The Roswel UFO Crash - Blanchard goes on leave
Authorising the press release was not the only odd thing that Blanchard did that day. He also went on leave. For a base commander to abandon his post for a holiday when the world’s press were besieging the place, clamouring for news of an incident at the base is odd enough. That a military commander might leave when he thought that his men had captured a UFO is even more baffling. It is usually taken that Blanchard did genuinely believe that his men had acquired parts of a flying saucer. Not only had he authorised Haut’s release, but he had sent Marcel off with some of the debris to the highly secretive Wright Field so that it could be analysed.
While Blanchard was away for the next three weeks, his post was taken by his deputy Lieutenant Colonel Payne Jennings. Jennings had been alerted on Sunday 6 July that he would be filling in for Blanchard. This was rather short notice, but not suspiciously so. What it does show, however, is that Blanchard decided to take his leave only two or three days before he went. Again this is somewhat unusual, but not bizarre.

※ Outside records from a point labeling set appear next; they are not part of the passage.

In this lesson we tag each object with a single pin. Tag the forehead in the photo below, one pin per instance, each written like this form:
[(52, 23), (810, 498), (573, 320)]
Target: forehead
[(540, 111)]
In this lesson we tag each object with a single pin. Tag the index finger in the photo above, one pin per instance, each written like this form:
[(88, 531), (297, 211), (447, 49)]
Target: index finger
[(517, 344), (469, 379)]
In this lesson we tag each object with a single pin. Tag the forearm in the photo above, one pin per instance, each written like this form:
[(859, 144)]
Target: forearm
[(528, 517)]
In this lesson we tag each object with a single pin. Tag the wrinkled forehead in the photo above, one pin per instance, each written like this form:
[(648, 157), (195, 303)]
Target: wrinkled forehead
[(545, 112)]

Given the timings of the various events relating to the Roswell Incident, however, the timing of Blanchard’s leave takes on new importance. According to the official version put out by the USAAF, the first the military had known of anything unusual was when Sheriff Wilcox phoned Major Marcel on 7 July when Mac Brazel arrived in Roswell with his box of debris. Marcel had then gone out to collect up the debris, returning to Roswell air base late that evening. He had then shown the debris to Blanchard on the morning of 8 July, whereupon Blanchard authorised the press release and went on leave.
Since it is very unlikely that Blanchard would have gone for a holiday when his base had captured a flying saucer, the official version seems unlikely to be true. Sceptics argue that Blanchard did not go on leave until after Ramey had unmasked the debris as being from a weather balloon. They point to a press report dated 9 July saying that Blanchard had gone on leave, but all this proves is that he had left by noon on 9 July, not that he was on the base until then. In any case, several of the military witnesses, including Haut, say that they remember Blanchard leaving before Ramey’s statement came through.
However, if the official version is rejected then the timing of Blanchard’s leave takes on a new significance. Several researchers believe that the flying saucer crashed on the night of 4 July and that military men moved in to cordon off the area on the morning of 5 July. If this is true, it means that the USAAF was aware of the crashed saucer the day before Blanchard decided to go on leave.